The Vatican's Turn to Recant
Scientists censured in the past are being posthumously redeemed
Since the 1633 trial of Galileo, church relations with the world of science have often been strained. Galileo was put on trial by papal authorities for publishing a book defending Copernicus's theory that the earth revolves around the sun. Copernicus had died nearly a century before, and his "heliocentric" view of the solar system was already generally accepted by astronomers and even by some theologians. Nevertheless, the Vatican insisted Galileo stop discussing the idea; threatened by the Inquisition with torture, he recanted his views and spent the last nine years of his life under the equivalent of house arrest. The episode became symbolic of many things, all negative -- religious closed-mindedness, intolerance, antiscientific attitudes, etc.
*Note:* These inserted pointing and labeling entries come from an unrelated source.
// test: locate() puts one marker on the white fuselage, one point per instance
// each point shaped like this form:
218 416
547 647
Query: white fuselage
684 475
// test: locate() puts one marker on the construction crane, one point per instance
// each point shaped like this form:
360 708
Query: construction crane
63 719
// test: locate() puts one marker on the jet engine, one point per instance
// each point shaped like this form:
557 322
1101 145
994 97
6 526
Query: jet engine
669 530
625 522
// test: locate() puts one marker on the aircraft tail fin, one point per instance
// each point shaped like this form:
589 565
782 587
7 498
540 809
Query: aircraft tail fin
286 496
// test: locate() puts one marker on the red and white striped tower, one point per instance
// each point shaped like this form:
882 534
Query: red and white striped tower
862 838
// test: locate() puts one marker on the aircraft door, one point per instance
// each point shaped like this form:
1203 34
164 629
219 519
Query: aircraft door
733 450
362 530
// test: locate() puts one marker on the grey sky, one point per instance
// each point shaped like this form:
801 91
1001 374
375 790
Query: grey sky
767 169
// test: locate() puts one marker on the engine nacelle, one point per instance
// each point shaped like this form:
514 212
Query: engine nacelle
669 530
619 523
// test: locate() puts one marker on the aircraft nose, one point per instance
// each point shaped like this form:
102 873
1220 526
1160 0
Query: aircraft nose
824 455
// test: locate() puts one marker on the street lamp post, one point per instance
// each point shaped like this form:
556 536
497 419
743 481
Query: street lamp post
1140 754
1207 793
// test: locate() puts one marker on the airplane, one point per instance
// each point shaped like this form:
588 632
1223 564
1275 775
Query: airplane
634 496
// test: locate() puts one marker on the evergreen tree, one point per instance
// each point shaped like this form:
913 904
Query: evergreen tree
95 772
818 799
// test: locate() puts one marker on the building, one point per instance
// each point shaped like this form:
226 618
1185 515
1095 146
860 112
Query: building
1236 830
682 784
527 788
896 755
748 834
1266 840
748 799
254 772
Three and a half centuries later, it was the Vatican's turn to recant. In 1979, a year after he became Pope, John Paul II signaled that he wanted the Galileo case set right by giving a speech at the Pontifical Academy of Sciences at which he declared in typically elliptical Vatican language that "theologians, scholars, and historians, animated by a spirit of sincere collaboration, will study the Galileo case more deeply." In case anyone missed the point about the Pope's desire for a reconciliation of science and religion, John Paul II choose as the date for this speech the centenary anniversary of Einstein's birth.
In October 1992, Cardinal Paul Poupard presented the Pope with the findings of the Galileo study commission, which declared, "From the Galileo case we can draw a lesson which is applicable today in analogous cases which arise in our times and which may arise in the future. It often happens that, beyond two partial points of view which are in contrast, there exists a wider view of things which embraces both and integrates them." By Vatican standards, this rotund language was an apology. The Pope responded by saying that Galileo's realizations about the sun and earth must have been divinely inspired: "Galileo sensed in his scientific research the presence of the Creator who, stirring in the depths of his spirit, stimulated him, anticipating and assisting his intuitions." Through its 1992 ceremony, the church finally lifted its edict of Inquisition against Galileo, who went to his grave a devout Catholic, despite the church's treatment of him.